CMHT settles Globalstar securities fraud case for $20M during trial - one of only a handful of securities class actions to go to trial since the passage of the PSLRA in 1995.

 

Isilon Systems, Inc.

Cohen Milstein is lead counsel in a lawsuit in the United States District Court for the Western District of Washington on behalf of its client and on behalf of other similarly situated persons or entities who purchased or otherwise acquired the common stock of Isilon Systems, Inc. (“Isilon” or the "Company") between December 14, 2006 and November 8, 2007, inclusive (the “Class Period”), against Isilon and certain of its officers, directors and affiliates for violations of the Securities Exchange Act of 1934, and on behalf of all persons or entities who acquired the common stock of Isilon pursuant and/or traceable to the Company’s false and misleading amended Registration Statement and Prospectus issued in connection with its initial public offering (the "IPO"), for violations of the Securities Act of 1933.

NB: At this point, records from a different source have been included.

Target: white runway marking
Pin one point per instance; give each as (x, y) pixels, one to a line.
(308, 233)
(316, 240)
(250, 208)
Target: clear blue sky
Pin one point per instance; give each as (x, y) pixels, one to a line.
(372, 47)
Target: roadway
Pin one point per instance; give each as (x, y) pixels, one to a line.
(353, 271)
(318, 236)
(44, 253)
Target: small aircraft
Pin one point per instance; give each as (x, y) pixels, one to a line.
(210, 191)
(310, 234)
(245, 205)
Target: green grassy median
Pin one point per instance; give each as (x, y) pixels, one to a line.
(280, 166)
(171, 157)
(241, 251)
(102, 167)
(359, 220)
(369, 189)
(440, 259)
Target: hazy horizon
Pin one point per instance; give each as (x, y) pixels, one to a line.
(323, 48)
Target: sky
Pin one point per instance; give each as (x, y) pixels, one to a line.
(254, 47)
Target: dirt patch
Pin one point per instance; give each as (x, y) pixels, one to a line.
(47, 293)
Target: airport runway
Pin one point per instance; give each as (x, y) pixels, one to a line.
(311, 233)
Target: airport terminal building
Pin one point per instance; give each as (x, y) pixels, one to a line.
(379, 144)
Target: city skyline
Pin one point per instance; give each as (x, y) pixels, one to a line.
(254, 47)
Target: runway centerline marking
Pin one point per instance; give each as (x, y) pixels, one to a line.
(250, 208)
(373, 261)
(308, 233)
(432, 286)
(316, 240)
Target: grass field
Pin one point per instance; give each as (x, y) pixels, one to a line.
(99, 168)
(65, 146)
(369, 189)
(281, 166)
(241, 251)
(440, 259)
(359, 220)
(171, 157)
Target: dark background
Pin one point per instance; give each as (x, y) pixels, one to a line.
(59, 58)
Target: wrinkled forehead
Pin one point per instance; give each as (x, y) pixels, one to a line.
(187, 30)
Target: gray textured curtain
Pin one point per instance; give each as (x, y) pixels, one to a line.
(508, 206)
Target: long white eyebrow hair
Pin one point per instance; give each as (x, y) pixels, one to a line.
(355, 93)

On April 18, 2008, Cohen Milstein filed a Consolidated Class Action Complaint, alleging that prior to and throughout the Class Period, Defendants engaged in revenue manipulation to artificially inflate Isilon’s revenue.  This revenue manipulation in turn enticed investors to purchase Isilon securities both during and after the IPO, artificially driving up the price of Isilon’s common stock. 

However, as the end of each successive quarter of the Class Period approached, it became increasingly difficult for the Defendants to maintain the charade of their reported artificially-inflated revenue since revenue that should have been recognized in current quarters had already been improperly recognized in prior quarters.  Ultimately, the Defendants no longer were able to maintain the sham, and in the Fourth Quarter of 2007 were forced to reveal that they no longer could manufacture enough fictitious revenue to meet expectations and would be forced to launch an internal investigation into the Company’s wrongful revenue recognition practices. 

This investigation led to the April 2, 2008 restatement of Isilon’s Class Period financial statements.  As the truth of Defendants’ revenue manipulation leaked out to the marketplace and the risks associated with this revenue manipulation materialized, the artificial inflation of Isilon’s share price was removed, causing Isilon’s stock price to drop and damaging investors who had purchased Isilon shares when the price was artificially-inflated.